Please say no, I thought.
“You want me to say no, I can tell,” Harris said, appearing thoughtful for a moment, until he showed me his dental artwork again in an exaggerated smile. “You gave me a not-so-Distant Early Warning, so let me return the favor. If you huff and puff and blow our doors down, I guarantee you will regret it. We will broadcast the whole Shebang, and you will have some casualties. And if you strike me down, I will become more powerful than you can possibly imagine. Better just let it be, let it be, let it be, yeah, let it be…” He went on singing, but I could tell that underneath the bravado, he was afraid, like a bill he couldn’t pay had finally come due. But his comment about casualties did make me wonder how he was planning to accomplish that. He was just crazy and smart enough to have something up his sleeve.
“Well, in that case, maybe we should talk some more,” I said and went on to ask him a question. But as I did, I showed Twitch and the nearby commander two fingers, which had the effect of moving the team of puppeteers into cyberspace and the rest of our forces into their final positions. All the screens around the image of Harris lit up with a menagerie of views from birds and men, and when I saw the commander hold out three of his fingers, I met them with four of my own, and suddenly the screens went from motionless to manic. Some flashed brightly as a number of closed-off passages around the perimeter of the delta were blasted open, including the blocked part of the main tunnel that led into it. T
he noise of that big blast drowned out the smaller ones, especially since we were closest to it, and the earth shook hard for a few seconds.

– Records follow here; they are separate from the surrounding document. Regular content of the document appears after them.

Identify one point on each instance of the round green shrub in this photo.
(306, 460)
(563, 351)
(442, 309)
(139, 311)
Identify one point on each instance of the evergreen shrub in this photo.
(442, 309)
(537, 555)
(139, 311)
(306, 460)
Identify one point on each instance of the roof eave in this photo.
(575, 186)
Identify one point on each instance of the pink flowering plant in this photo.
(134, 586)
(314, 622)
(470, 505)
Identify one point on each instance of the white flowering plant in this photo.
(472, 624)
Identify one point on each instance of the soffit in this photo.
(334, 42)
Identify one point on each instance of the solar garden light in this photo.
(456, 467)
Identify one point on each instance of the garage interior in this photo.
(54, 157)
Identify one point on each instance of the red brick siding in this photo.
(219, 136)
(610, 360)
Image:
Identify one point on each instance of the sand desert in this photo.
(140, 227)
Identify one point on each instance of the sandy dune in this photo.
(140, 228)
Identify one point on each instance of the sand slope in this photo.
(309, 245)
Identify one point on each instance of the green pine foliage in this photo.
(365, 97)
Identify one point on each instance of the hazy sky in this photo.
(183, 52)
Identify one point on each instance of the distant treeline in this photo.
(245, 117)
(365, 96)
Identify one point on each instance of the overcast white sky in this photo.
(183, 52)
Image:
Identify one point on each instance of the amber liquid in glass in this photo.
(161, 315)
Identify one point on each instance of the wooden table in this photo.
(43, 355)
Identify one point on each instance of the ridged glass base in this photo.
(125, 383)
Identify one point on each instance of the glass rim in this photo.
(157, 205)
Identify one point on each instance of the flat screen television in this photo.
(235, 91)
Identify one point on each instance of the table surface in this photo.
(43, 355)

Harris immediately clicked off when he heard it, so I was able to watch the screens as I slipped my glasses on and imported the three or four that I thought would give me the best overview of the action.
Through each of the five new holes in the outer walls of the delta shot a falcon and then two peacers, camouflaged by the clouds of smoke and dust caused by the blasts. These squads moved through the tributary hallways, following directions predetermined by the bug data, firing stopper rounds at anything that moved, and throwing “bore bombs” at every closed door. These were golf-ball-size grenades that attached to whatever surface they hit, then burned through to the other side and sprayed that room with a knockout gas that was undaunted by most masks known to man.
Through the section of the tunnel that had been cleared, and into the big central room, rolled a small fleet of custom “tunnel tanks,” as we had called them during the preparations for the op. Each of the minivan-size vehicles held four gunmen and a pilot, completely surrounded by an armored shell that was transparent from the inside but mirrored on the outside. Their guns poked through flexible patches of the mirrored armor, so that they could easily see and shoot anyone on their side of the tank, while their opponents were being disoriented by the reflections of themselves and other parts of their environment. When the squatters who were armed did manage to fire at the tanks, their low-tech bullets and shells were easily repelled by the armor. The mirrored surfaces also prevented the use of lasers.
The feed I was watching most during the battle was one from inside a tank, looking over the shoulder of a gunman. I found the lopsided turkey shoot quite satisfying, especially when a long stream of stoppers from his big rifle laid waste to a hastily erected barricade, and then reached the squatters who had been shooting from behind it. It was unlikely that they would survive the hail, because so many of the rubbery Xs had hit them before the gunman moved on to his next target. Looking beyond the immediate scene, I briefly made out one of the other tanks, which looked like a shimmering blur as it raced along the outside of the big room, firing more bore bombs at the doors of the rooms the squatters had built there.